2011 wasn’t just a year where more accidents occurred. OSHA has tracked a similar multiplication of risk for oil and gas industry workers since the early 1990’s. Using specialized equipment, drilling and servicing a well that could be under extreme pressures is an occupation that takes on risks. Are these risks being properly managed?
Injury Rate Higher Than Normal Average
1. Despite the number of workers increasing in this field of industry, payroll levels lowered by 0.7% in 2012.
2. In British Columbia, Canada, the average length of work days lost per claim was more than double that of the average claim.
3. Nearly 40% of the fatal accidents and serious injuries that occur are transportation related.
Takeaway: Some jobs are simply more dangerous than others because of workplace conditions. That’s known going into a job like the oil and gas industry and some risks are assumed. Sometimes accidents occur simply because machines break or someone else runs a stop sign and smashes into a worker’s rig that is being transported to a new drilling spot. On the other hand, workers are being paid less and expected to work long hours, which create the conditions for worker-related accidents to happen more often.

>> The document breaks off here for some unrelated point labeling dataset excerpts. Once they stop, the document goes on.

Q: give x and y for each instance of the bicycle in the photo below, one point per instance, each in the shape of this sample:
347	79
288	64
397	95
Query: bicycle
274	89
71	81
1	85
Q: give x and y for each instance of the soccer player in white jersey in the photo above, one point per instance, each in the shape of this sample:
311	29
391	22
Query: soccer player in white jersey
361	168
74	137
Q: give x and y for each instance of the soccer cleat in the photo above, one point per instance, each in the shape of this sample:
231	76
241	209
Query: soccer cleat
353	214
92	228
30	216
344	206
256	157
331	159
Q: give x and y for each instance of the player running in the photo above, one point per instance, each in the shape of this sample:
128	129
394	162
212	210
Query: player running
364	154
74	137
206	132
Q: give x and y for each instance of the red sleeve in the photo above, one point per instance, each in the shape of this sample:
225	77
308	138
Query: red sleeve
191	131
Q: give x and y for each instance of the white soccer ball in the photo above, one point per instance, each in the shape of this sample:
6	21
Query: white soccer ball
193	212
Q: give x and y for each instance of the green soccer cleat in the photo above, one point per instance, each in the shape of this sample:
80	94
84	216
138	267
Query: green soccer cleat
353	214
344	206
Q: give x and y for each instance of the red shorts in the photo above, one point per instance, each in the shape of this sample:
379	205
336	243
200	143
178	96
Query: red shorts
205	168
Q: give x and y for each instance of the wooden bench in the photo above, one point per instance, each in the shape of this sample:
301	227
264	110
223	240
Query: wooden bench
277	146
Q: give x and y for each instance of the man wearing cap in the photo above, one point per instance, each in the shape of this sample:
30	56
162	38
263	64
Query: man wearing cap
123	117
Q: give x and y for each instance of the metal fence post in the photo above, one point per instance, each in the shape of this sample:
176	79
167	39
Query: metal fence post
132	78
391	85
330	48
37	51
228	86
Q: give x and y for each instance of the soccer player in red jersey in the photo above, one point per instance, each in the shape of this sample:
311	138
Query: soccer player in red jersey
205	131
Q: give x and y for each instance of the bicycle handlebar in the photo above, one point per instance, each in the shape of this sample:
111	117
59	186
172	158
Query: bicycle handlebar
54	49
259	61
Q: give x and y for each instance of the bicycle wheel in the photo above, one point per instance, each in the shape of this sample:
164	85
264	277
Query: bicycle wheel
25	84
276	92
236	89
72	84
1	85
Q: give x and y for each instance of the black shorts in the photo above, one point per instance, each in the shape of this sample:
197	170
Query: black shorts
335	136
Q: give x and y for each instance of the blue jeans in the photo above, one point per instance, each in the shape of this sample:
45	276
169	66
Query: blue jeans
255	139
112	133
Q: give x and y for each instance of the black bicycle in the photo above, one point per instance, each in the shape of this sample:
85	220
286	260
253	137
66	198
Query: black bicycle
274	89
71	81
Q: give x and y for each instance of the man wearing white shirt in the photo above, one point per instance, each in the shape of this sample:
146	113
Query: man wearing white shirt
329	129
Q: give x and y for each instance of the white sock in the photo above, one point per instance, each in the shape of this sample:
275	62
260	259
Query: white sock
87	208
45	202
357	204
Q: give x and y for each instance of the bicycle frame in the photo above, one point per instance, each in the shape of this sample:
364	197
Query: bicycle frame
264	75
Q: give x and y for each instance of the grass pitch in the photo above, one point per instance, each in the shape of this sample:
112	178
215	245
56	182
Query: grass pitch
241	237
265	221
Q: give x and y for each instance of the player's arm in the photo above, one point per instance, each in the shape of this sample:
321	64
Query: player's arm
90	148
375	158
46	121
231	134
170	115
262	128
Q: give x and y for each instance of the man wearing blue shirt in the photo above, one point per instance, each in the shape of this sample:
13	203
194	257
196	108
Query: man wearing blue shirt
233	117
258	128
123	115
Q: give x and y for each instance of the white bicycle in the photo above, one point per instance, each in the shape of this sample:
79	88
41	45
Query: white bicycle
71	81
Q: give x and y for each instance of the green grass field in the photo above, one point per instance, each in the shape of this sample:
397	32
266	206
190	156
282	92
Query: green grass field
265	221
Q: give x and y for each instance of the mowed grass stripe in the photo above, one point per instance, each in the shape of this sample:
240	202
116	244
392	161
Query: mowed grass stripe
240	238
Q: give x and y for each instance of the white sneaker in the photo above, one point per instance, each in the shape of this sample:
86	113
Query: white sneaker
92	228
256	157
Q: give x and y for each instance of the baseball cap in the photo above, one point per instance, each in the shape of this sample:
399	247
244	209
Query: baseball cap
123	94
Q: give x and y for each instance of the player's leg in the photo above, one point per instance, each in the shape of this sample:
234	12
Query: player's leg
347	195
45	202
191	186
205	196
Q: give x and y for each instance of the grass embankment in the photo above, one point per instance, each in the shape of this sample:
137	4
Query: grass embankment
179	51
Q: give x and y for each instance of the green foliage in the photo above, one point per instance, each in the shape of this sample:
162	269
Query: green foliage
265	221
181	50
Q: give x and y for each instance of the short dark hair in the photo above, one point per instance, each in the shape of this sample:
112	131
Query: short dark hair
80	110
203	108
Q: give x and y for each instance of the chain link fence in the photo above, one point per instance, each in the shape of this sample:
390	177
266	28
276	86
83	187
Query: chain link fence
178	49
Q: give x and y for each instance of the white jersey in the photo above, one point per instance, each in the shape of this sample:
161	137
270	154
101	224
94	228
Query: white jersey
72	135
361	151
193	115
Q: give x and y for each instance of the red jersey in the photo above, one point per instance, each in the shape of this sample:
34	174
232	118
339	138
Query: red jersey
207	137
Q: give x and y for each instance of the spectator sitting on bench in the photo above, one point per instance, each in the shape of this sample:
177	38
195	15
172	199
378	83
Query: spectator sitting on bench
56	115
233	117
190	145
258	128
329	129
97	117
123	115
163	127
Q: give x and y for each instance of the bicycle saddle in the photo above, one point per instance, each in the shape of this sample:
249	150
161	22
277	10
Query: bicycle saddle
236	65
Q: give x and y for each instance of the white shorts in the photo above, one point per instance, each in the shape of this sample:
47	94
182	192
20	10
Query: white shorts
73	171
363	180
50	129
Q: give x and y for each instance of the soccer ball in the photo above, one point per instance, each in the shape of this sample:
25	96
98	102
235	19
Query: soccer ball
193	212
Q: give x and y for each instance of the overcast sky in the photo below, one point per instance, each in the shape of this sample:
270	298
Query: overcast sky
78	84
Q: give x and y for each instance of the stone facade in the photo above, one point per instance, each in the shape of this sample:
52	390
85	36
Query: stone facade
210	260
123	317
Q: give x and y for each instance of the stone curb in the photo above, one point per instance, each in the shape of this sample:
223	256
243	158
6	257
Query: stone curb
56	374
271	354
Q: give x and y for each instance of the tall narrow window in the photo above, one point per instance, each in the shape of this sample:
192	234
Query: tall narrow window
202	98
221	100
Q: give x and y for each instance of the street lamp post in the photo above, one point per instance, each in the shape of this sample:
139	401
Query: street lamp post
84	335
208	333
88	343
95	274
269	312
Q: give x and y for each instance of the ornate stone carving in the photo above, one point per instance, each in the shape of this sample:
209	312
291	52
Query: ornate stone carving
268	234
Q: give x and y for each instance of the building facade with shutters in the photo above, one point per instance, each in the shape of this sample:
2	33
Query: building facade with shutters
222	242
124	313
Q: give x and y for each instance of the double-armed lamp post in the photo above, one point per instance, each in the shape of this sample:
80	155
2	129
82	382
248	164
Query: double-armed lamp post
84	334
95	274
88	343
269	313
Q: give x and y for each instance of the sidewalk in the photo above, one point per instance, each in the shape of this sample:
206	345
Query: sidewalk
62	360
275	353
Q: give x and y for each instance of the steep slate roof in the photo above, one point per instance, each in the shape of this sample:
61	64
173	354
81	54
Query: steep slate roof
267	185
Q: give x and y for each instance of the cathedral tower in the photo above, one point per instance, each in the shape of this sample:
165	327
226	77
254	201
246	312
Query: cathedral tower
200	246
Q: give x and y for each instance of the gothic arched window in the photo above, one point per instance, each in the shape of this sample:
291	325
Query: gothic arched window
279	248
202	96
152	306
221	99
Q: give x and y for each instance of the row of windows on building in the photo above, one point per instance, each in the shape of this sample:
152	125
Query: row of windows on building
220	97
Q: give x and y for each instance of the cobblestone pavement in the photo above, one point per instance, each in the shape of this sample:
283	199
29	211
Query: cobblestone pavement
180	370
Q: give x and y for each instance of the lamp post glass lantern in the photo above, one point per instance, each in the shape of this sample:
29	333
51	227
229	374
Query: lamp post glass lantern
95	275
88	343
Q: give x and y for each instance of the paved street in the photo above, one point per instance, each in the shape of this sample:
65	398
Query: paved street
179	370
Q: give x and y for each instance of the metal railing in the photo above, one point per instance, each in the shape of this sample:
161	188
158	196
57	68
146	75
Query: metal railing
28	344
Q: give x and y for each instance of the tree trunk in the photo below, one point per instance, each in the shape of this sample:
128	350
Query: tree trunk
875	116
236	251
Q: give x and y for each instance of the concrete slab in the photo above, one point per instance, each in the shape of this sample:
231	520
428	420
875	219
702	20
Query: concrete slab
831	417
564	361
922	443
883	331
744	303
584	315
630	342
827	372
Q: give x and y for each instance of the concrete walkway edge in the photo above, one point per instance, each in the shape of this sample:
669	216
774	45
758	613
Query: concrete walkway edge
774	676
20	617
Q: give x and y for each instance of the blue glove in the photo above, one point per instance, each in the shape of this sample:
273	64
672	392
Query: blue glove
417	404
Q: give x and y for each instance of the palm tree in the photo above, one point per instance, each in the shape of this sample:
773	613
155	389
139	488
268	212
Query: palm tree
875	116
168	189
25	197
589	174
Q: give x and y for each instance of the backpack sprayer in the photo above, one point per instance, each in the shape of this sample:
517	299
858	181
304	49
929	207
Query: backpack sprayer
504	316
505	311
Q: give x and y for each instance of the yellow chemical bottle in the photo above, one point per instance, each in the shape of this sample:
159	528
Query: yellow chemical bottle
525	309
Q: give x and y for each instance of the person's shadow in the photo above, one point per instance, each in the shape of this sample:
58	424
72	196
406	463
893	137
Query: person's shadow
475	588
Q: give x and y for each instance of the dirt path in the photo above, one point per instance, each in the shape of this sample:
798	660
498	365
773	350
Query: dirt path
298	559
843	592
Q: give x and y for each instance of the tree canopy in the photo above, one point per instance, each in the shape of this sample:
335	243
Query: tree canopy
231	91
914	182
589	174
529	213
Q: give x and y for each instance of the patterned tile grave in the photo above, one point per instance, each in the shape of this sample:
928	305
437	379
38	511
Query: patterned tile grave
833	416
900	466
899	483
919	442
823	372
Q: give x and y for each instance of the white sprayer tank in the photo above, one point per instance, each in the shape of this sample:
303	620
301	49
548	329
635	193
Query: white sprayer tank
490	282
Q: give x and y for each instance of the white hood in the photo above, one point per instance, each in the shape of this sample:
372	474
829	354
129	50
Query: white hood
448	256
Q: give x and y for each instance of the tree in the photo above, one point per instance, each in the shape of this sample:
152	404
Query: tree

1. 16% of all fatal accidents that occurred on an oil and gas work site happened to contract workers outside of full time company employment.
2. 54% of the total fatalities in this industry happened in construction or extraction jobs in 2011.
3. Texas, a state that is rich in energy, saw a record number of 531 worker-related deaths in 2012, the most of any state.
4. Other energy states, such as North Dakota, saw increases in worker-related fatalities as well.
5. Injuries that aren’t fatal in the oil and gas industry are lower than the industrial average, which means if there’s a work site accident, there’s a good chance it will kill someone.
6. Half of the fatalities that occurred during the transportation of oil and gas equipment happened because the driver or worker wasn’t wearing a seat belt.
7. Drivers in the oil and gas industry are often assigned work shifts of 20 hours or more.
Takeaway: What seems to be missing from the oil and gas industry is safety oversight. Other dangerous professions, such as mining, have seen reductions in worker fatality rates per 100,000 workers with direct oversight. There is no direct oversight in this industry, and combine that with a lack of apparent safety awareness, accidents occur and they are likely to be fatal.